A revolution is on the way. If the rich keep getting richer and the middle and lower classes keep getting shoved down, they will rise up against those in power. Some how, some way, the field will be leveled. It is inevitable.
rickg says
How much is enough Wall St??? Thanks for your greed its so becoming of this country..
Steve D says
[Comment disallowed. Insulting. Repeat offender. Please stop posting. Your comments are not welcome. Thanks.–FL]
A.S.F. says
This will not stop until America learns to differentiate between worth and wealth. Greed is not good.
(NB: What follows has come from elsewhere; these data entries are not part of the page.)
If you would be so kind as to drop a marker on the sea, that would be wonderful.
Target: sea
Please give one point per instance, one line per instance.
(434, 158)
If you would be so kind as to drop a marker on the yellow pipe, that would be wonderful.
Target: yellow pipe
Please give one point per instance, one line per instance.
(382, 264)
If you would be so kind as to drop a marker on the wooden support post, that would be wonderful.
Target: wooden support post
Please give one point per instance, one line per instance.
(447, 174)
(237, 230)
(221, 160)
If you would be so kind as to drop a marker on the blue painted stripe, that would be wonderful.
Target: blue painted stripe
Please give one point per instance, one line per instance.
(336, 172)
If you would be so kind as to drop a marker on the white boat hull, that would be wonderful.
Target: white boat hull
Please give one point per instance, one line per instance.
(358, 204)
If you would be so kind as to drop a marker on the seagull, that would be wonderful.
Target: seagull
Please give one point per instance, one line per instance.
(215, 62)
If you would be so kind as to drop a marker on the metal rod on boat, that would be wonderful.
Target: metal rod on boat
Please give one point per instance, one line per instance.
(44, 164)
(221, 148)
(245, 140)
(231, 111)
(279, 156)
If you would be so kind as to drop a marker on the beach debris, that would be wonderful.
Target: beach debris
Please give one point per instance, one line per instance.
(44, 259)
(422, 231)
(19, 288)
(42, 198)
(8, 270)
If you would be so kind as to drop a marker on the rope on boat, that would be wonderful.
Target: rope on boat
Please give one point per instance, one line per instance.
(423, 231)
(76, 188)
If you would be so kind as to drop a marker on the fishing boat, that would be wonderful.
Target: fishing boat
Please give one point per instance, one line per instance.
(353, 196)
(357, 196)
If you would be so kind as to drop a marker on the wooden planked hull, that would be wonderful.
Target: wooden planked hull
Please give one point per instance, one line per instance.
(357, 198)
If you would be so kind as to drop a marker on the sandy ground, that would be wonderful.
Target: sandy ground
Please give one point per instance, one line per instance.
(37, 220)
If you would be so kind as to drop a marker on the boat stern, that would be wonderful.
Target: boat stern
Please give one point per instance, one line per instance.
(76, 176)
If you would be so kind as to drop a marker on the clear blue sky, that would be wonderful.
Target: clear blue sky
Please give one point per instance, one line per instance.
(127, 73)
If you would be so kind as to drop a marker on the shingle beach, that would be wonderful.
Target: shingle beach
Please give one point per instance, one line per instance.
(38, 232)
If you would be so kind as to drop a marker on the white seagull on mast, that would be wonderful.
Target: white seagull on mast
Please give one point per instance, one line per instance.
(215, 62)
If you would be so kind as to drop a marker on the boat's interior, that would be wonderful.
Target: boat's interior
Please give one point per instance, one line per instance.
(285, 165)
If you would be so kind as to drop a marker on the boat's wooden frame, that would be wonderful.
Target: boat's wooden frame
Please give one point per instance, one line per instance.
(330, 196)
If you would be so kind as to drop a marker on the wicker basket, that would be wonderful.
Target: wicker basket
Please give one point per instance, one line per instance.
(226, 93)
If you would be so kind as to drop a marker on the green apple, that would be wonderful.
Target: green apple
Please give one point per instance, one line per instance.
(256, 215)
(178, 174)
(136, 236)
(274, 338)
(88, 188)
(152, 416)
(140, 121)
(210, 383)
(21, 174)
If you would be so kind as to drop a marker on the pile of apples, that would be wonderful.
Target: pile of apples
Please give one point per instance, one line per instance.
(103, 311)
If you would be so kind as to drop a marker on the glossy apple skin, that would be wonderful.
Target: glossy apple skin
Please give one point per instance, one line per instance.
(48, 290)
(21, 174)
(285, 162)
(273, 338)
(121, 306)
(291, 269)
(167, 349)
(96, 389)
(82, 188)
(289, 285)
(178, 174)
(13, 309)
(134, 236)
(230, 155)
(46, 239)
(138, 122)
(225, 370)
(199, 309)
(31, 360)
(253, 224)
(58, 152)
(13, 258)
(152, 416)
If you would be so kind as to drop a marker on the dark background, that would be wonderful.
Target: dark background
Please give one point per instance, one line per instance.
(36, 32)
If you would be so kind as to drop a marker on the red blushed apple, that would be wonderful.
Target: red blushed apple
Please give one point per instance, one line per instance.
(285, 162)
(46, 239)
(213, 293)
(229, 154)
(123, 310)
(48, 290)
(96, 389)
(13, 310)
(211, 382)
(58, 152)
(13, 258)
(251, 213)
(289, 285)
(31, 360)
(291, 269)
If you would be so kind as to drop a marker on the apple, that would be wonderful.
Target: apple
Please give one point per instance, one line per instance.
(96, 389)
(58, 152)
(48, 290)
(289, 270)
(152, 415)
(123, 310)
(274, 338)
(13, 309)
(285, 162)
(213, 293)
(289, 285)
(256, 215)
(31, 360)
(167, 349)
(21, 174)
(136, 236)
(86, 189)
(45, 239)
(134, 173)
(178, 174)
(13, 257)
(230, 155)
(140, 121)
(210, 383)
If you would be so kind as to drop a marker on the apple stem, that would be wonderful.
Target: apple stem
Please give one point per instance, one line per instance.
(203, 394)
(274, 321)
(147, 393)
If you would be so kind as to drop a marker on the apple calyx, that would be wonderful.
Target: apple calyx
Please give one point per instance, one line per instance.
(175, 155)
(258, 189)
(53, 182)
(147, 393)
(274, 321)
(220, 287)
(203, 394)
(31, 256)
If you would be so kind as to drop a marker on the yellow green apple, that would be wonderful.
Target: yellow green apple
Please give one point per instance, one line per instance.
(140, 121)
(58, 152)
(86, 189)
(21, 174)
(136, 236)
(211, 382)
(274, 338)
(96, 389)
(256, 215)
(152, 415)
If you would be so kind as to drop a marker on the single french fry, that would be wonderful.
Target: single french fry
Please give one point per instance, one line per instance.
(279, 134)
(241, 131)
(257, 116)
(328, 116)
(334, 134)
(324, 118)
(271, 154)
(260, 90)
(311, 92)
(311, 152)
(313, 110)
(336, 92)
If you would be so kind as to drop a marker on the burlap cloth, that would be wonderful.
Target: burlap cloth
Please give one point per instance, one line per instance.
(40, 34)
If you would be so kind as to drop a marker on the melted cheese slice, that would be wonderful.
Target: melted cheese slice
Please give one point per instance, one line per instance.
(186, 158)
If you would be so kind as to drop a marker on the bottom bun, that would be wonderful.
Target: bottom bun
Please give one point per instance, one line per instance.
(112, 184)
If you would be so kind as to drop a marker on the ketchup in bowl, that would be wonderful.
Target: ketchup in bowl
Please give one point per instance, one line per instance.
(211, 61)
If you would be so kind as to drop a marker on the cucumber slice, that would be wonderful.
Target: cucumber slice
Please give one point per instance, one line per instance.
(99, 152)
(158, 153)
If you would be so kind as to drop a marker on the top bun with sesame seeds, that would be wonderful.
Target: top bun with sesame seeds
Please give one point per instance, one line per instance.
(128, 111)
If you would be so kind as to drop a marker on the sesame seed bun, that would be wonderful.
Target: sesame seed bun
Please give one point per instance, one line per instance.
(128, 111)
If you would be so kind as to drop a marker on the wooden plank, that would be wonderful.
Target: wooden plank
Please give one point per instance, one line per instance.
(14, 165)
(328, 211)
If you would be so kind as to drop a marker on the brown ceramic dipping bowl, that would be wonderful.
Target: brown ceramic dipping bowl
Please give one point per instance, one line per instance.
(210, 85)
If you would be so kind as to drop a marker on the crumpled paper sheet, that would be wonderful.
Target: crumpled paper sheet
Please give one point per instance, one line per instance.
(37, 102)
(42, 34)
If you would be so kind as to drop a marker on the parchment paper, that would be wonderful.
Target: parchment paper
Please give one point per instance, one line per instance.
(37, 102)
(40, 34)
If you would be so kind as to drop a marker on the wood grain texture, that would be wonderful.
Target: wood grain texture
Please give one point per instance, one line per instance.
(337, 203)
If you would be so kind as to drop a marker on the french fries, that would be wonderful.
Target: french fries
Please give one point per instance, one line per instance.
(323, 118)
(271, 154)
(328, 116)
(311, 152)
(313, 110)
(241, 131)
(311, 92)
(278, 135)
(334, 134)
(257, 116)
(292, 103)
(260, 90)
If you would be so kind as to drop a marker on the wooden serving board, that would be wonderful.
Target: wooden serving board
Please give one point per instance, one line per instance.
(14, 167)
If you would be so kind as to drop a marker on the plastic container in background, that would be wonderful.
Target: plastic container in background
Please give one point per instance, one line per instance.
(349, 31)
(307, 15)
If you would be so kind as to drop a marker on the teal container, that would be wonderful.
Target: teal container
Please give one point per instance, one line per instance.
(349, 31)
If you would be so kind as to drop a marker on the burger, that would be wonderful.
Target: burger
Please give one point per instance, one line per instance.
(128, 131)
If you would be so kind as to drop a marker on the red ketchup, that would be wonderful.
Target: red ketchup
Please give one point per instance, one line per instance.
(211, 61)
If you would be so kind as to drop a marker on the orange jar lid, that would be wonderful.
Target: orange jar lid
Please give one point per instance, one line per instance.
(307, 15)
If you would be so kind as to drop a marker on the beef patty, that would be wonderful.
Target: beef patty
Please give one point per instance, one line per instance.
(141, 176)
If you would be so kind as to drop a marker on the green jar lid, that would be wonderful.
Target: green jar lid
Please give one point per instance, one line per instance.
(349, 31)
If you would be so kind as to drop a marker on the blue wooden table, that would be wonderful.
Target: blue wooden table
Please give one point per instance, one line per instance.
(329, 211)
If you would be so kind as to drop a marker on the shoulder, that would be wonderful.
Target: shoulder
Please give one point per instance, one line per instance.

Greed is greed.
Anonymous says
Why don’t you send this remarkable revelation to your glorious leader?
James says
Agree 100%
Ted Baideme says
What this simplistic discussion to increase the minimum wage fails to take into account is, that when the minimum is increased, by basic economics the prices of many day to day products and services would have to increase(think how much your happy meal will cost when the burger flipper is making $10 per hour)
Don’t fall for this utopian view of modern monetary conditions…
There are a lot of variables to consider here.
Does wall street need to give their employees these kinds of bonus’…hell no… but this is not the answer…
confidential says
Many just can’t accept the truth perfectly described in this editorial.” Their greed driven ignorance about all for me nothing for you and I could not care less” is what keep our USA down in the dumpsters!
Is not the rich alone who sustains our economy…that is why we owe now a candle to every saint! Instead is the mass middle and lower classes who’s payroll, ss, fica, sales, homes, cars and myriad of other taxes from monies earned and spent in hour country, who makes possible our federal and states budget revenue.
Our workers are not lazy, useless or uneducated as invented justification by the conservative cartel for being out of work…there are no sufficient jobs and they lost theirs to the greedy national employers that took operation overseas to benefit from slave wages. Then they bring here their foreign made cheap wares and many of us are still enough dumb to not boycott them YET!
The wealthy getting those Wall Street bonuses keep their $$ a la Bain in off shore accounts to avoid the duly taxes that we all pay here…and do most their shopping for high end stuff like yachts, planes and cars overseas or else imported.
Raising the minimum wage reassures that those extra $$ earned stay home! Good deed!